Il massacro ha portato al centro del dibattito americano la sicurezza nelle scuole, ma anche la regolamentazione e la cultura delle armi da fuoco. Sono circolate diverse versioni sui moventi della strage (si è scoperto solo anni più tardi che i due assassini soffrivano di disturbi mentali), ciò ha spinto gli americani ad affrontare temi come le bande nelle scuole superiori, le sottoculture e il bullismo.

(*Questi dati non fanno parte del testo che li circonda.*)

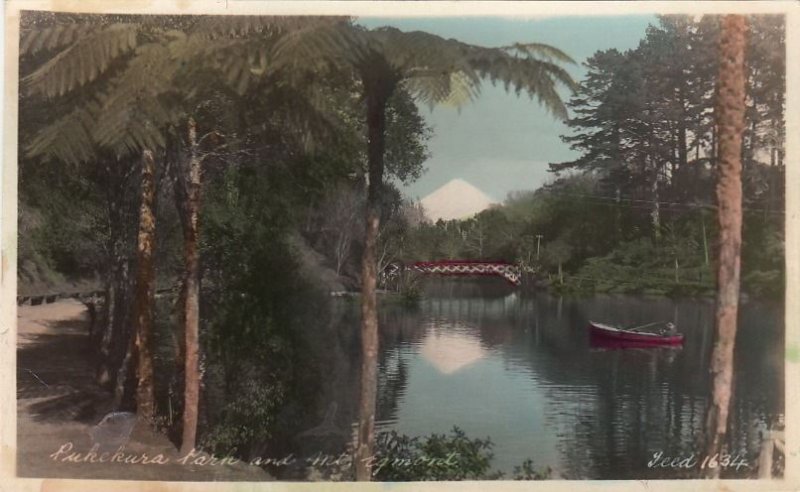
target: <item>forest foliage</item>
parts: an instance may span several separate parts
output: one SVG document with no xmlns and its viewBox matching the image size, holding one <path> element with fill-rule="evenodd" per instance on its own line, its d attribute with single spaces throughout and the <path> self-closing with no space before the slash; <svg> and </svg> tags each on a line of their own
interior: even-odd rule
<svg viewBox="0 0 800 492">
<path fill-rule="evenodd" d="M 132 336 L 139 154 L 156 155 L 155 272 L 158 288 L 173 292 L 184 274 L 176 170 L 190 153 L 199 159 L 198 444 L 210 450 L 257 452 L 314 418 L 324 369 L 309 340 L 325 328 L 340 280 L 320 278 L 330 264 L 313 248 L 326 247 L 329 229 L 309 225 L 327 217 L 333 190 L 363 195 L 366 122 L 348 74 L 321 67 L 297 78 L 265 67 L 289 56 L 279 46 L 286 33 L 326 26 L 355 29 L 344 18 L 23 15 L 20 290 L 105 290 L 98 381 L 132 409 L 135 381 L 121 369 Z M 387 129 L 387 178 L 416 179 L 430 130 L 404 88 L 388 101 Z M 385 208 L 395 210 L 400 193 L 387 187 Z M 357 253 L 360 238 L 350 240 Z M 353 276 L 350 260 L 341 273 Z M 178 297 L 157 301 L 155 323 L 157 421 L 173 436 L 185 410 Z"/>
<path fill-rule="evenodd" d="M 636 49 L 595 53 L 563 111 L 554 92 L 536 92 L 524 77 L 509 82 L 568 115 L 563 140 L 578 157 L 552 163 L 554 179 L 540 189 L 513 193 L 469 219 L 437 223 L 401 192 L 422 176 L 428 157 L 432 130 L 418 104 L 457 105 L 477 97 L 481 78 L 514 80 L 515 70 L 527 73 L 515 57 L 544 56 L 559 76 L 555 62 L 568 58 L 543 45 L 473 52 L 453 40 L 443 41 L 443 51 L 425 51 L 438 41 L 379 30 L 375 39 L 384 47 L 402 40 L 431 63 L 466 53 L 471 65 L 462 75 L 410 79 L 387 102 L 378 271 L 392 262 L 503 259 L 534 269 L 536 278 L 561 291 L 709 292 L 717 250 L 717 20 L 662 17 Z M 309 47 L 282 36 L 319 29 L 317 45 L 329 49 L 325 43 L 342 33 L 358 41 L 364 30 L 339 18 L 33 12 L 23 15 L 21 29 L 20 292 L 82 284 L 105 289 L 109 309 L 98 323 L 118 336 L 102 357 L 112 373 L 119 369 L 132 316 L 138 153 L 150 148 L 157 156 L 157 282 L 174 291 L 183 240 L 181 198 L 169 166 L 188 152 L 191 117 L 204 182 L 206 389 L 199 442 L 253 456 L 265 443 L 288 440 L 317 417 L 311 409 L 326 368 L 314 362 L 314 351 L 329 347 L 311 339 L 325 329 L 329 292 L 359 283 L 367 121 L 362 81 L 319 53 L 306 61 L 324 75 L 298 75 L 292 50 Z M 753 16 L 749 39 L 743 283 L 751 294 L 779 297 L 785 275 L 782 19 Z M 351 55 L 359 61 L 363 53 Z M 401 55 L 389 50 L 387 56 Z M 179 315 L 172 304 L 157 312 L 155 364 L 168 375 L 156 381 L 157 412 L 174 435 L 180 425 L 172 417 L 182 405 L 175 367 Z M 113 386 L 113 374 L 103 383 Z M 400 442 L 399 452 L 409 455 L 451 447 L 472 452 L 462 469 L 472 472 L 433 478 L 490 472 L 488 442 L 458 433 Z M 531 466 L 523 465 L 522 476 L 539 476 Z M 408 470 L 382 473 L 410 478 Z"/>
<path fill-rule="evenodd" d="M 711 293 L 718 29 L 710 16 L 663 16 L 637 48 L 596 52 L 562 137 L 578 157 L 551 163 L 553 178 L 535 191 L 469 219 L 423 224 L 406 257 L 502 259 L 534 267 L 561 291 Z M 748 39 L 743 289 L 780 298 L 783 19 L 753 16 Z"/>
</svg>

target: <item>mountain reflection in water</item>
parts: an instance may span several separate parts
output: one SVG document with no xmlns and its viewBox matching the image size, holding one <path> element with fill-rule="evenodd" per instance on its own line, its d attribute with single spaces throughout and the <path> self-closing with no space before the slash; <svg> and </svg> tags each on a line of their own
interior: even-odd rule
<svg viewBox="0 0 800 492">
<path fill-rule="evenodd" d="M 478 337 L 459 333 L 458 325 L 432 327 L 420 343 L 419 353 L 442 374 L 453 374 L 486 357 Z"/>
<path fill-rule="evenodd" d="M 458 426 L 488 436 L 493 467 L 507 475 L 532 458 L 566 478 L 679 476 L 647 462 L 658 451 L 687 456 L 702 437 L 713 302 L 554 298 L 463 279 L 432 279 L 425 294 L 416 309 L 381 306 L 378 431 Z M 784 412 L 783 310 L 749 302 L 740 311 L 731 442 L 754 464 L 759 431 Z M 589 319 L 675 320 L 686 341 L 680 350 L 592 347 Z M 357 345 L 350 354 L 357 361 Z M 348 380 L 344 394 L 357 395 L 358 379 Z M 351 423 L 356 404 L 346 404 Z"/>
</svg>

Ma anche l’uso di antidepressivi tra teenager, l’utilizzo di internet da parte dei ragazzi e la violenza nei videogiochi.

Troviamo riferimenti Columbine nelle canzoni di Eminem, Tupac, Marilyn Manson, Childish Gambino e frammenti delle riprese del massacro sono state integrate nel video musicali. Al massacro sono state dedicate decine di libri, tra cui quello di Dave Cullen, uscito nel 2009 e intitolato Columbine. Nel 2003 Michael Moore ha vinto l’Oscar con il documentario Bowling a Columbine che trattava dell’uso delle armi in America. Lo stesso anno Gus Van Sant si è aggiudicato la Palma d’Oro al Festival di Cannes con Elephant, liberamente ispirato al massacro di Littleton.